The Champions League returns tonight, where the stars of the footballing world play for the biggest prize in club football.
Nobody from Scotland has ever won the competition since Celtic lifted the cup in 1967. In the 2012/13 season though, there was technically a chance one of the Premiership’s smaller sides could have lifted the trophy.
After a successful 2011/12 season, Motherwell found themselves in a respectable third place, with European football becoming a normality at Fir Park at the turn of the decade.
It was a golden period in the league for Motherwell, and it brought about something that most likely will never be reached again, Champions League football.
Stuart McCall’s men achieved this following Rangers demotion down the footballing ladder. The Steelmen profited, and a glamour tie against Greek giants Panathinaikos was the prize.
A valiant effort
Motherwell had a decent squad at the time. Darren Randolph in between the sticks, a solid partnership of Shaun Hutchinson and Simon Ramsden at the back. Going forward you had the likes of Estonian international Henrik Ojamma and prolific hitman Michael Higdon. There was a sense of optimism around the tie.

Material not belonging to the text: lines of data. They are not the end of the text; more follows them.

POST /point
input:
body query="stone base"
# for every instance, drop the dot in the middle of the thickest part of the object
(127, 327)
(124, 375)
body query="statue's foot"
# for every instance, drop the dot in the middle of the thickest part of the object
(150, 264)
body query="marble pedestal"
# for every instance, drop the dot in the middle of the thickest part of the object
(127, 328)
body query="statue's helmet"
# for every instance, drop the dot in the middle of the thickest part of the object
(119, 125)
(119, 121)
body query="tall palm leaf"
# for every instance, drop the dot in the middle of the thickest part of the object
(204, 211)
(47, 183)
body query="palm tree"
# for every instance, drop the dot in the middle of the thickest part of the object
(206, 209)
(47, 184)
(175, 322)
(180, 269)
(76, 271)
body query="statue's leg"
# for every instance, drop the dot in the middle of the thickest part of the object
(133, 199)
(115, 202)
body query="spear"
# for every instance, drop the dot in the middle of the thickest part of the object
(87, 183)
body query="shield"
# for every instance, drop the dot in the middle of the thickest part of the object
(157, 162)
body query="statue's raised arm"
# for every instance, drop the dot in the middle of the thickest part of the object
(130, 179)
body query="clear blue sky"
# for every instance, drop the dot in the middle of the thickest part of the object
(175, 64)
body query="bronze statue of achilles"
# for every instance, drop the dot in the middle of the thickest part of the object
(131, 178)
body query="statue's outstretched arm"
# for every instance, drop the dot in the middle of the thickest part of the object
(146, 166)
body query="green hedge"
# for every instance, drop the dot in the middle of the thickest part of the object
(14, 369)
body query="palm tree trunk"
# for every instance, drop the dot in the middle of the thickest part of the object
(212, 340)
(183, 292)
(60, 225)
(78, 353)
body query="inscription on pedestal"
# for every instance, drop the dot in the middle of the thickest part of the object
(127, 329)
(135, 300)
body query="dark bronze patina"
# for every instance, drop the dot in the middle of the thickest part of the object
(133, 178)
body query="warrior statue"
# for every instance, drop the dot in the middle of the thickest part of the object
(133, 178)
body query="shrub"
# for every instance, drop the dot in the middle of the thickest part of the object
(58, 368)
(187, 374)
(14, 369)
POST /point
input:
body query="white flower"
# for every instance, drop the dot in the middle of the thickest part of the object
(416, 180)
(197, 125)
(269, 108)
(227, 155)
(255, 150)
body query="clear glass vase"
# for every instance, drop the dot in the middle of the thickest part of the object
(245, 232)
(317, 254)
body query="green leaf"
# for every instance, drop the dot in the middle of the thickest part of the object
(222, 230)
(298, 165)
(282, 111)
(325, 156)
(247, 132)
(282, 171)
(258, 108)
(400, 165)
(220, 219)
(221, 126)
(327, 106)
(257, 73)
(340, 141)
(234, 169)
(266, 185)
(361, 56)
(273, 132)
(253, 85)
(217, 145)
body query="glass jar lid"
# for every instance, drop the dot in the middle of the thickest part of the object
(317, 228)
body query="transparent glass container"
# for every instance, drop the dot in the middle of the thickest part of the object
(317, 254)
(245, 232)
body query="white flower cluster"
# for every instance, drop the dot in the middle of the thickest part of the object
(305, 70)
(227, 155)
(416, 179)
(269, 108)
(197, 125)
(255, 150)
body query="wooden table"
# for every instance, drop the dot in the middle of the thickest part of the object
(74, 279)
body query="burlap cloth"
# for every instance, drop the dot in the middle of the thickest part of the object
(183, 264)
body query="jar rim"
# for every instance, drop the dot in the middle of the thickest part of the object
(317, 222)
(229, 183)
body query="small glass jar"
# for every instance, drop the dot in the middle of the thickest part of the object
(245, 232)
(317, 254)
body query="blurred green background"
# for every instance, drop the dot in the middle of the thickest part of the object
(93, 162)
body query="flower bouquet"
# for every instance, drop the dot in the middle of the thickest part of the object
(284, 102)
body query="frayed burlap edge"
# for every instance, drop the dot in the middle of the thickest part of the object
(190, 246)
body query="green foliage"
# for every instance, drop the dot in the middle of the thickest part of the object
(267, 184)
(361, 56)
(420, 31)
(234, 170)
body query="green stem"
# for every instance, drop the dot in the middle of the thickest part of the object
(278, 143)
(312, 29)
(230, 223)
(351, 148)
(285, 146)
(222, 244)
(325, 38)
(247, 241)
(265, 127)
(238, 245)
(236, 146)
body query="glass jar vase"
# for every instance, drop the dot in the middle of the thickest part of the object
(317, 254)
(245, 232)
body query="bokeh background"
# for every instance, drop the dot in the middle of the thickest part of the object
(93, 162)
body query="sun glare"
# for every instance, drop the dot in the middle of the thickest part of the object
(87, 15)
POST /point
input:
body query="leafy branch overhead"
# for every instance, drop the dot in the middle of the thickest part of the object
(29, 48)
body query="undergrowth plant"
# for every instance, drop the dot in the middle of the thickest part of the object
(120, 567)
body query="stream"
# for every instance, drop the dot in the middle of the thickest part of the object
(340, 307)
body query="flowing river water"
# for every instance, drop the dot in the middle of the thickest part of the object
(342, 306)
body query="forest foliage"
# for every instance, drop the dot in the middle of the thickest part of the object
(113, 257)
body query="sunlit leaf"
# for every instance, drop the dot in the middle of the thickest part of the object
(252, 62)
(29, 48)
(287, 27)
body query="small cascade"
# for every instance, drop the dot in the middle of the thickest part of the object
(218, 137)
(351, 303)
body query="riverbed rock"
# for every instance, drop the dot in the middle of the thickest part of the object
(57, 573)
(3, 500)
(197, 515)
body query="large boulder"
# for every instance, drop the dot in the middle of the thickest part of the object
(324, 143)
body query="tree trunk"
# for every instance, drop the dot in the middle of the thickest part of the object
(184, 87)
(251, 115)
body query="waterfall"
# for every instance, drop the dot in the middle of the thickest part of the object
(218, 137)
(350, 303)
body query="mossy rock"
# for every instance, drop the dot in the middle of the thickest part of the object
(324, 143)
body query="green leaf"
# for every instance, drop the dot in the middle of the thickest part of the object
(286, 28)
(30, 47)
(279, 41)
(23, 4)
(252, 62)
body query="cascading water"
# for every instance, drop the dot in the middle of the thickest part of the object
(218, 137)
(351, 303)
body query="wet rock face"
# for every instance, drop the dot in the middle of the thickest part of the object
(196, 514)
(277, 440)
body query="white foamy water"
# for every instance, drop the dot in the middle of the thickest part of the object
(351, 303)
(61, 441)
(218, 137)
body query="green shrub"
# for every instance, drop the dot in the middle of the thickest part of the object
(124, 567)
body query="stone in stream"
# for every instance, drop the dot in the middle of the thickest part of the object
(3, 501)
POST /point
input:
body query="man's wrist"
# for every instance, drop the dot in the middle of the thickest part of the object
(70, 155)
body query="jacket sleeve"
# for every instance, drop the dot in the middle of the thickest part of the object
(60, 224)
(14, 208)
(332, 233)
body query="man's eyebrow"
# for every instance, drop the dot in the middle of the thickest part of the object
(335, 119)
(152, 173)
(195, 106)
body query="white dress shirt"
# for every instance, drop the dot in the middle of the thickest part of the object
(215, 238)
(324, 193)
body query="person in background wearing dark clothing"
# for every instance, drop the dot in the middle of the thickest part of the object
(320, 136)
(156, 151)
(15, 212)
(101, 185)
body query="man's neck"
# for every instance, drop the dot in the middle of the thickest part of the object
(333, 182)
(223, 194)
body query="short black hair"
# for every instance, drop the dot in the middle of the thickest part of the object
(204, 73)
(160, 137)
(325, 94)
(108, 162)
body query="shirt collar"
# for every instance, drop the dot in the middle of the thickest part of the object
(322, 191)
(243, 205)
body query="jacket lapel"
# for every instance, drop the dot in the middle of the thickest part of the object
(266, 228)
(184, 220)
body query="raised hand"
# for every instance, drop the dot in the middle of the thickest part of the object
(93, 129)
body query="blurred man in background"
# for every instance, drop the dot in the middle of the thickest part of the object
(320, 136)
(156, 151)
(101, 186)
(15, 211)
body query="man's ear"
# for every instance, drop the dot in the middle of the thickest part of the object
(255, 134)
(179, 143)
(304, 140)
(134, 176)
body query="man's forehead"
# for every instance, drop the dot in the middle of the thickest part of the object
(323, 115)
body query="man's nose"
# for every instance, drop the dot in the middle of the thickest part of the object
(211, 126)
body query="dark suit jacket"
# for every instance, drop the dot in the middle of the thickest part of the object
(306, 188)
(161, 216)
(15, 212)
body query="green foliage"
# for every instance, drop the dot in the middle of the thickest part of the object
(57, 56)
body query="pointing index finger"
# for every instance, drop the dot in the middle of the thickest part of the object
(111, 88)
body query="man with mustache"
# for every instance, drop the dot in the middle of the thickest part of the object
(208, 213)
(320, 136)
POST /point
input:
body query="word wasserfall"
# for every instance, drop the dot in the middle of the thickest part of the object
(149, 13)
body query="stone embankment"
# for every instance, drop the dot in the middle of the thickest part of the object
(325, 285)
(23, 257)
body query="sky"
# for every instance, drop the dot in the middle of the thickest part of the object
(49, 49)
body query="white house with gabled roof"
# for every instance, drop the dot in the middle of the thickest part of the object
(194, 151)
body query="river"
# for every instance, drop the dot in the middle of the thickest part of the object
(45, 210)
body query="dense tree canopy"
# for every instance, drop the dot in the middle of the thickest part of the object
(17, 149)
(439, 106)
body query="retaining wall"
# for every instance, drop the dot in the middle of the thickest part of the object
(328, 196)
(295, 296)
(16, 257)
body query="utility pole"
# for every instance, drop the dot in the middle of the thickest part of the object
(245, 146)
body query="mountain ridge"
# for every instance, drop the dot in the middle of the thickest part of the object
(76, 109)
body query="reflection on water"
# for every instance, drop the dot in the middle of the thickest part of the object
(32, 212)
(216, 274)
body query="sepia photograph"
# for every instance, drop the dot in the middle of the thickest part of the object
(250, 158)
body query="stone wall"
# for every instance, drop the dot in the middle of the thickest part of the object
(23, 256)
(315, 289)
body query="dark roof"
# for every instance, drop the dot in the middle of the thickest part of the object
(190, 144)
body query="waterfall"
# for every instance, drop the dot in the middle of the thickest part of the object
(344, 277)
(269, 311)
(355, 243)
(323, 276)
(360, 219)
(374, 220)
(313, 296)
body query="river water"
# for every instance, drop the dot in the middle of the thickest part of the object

It was the talk of the town for weeks, fans far and wide flocking to Fir Park to see this perhaps once in a lifetime game, the chance to see their team play on the biggest stage. Sure it was only the third round qualifiers, and the iconic theme song wasn’t there, but that mattered little to the Motherwell players and staff.
It was always going to be an uphill task, playing against former French international Jean-Alain Boumsong, former Atletico Madrid striker Toché and countless Greek internationals. Their squad was on another level, but Motherwell still gave it a good go.
A crowd of 9,035 attended the Well’s elite European debut in the first-leg at Fir Park. Enthusiasm was dampened after 13 minutes though when
Lazaros Christodoulopoulos found Randolph’s far post. Chants of ‘Champions League, we’re having a laugh’ rang out as Panathinaikos emerged 2-0 winners.
Despite dominating possession in Greece, the Greek giants still ran away with it in Athens, coming out 3-0 winners. It was two games and out for Motherwell, but for those two weeks, they were amongst Europe’s elite.
Motherwell can only dream of European football now, having became so accustomed to it earlier this decade. For fans to see club hero’s like Steven Hammell and Keith Lasley playing in Europe was a dream that seemed so unrealistic, even during the build-up to these fixtures.
It was a surreal experience for the Well and their fans, something that should be remembered with fondness.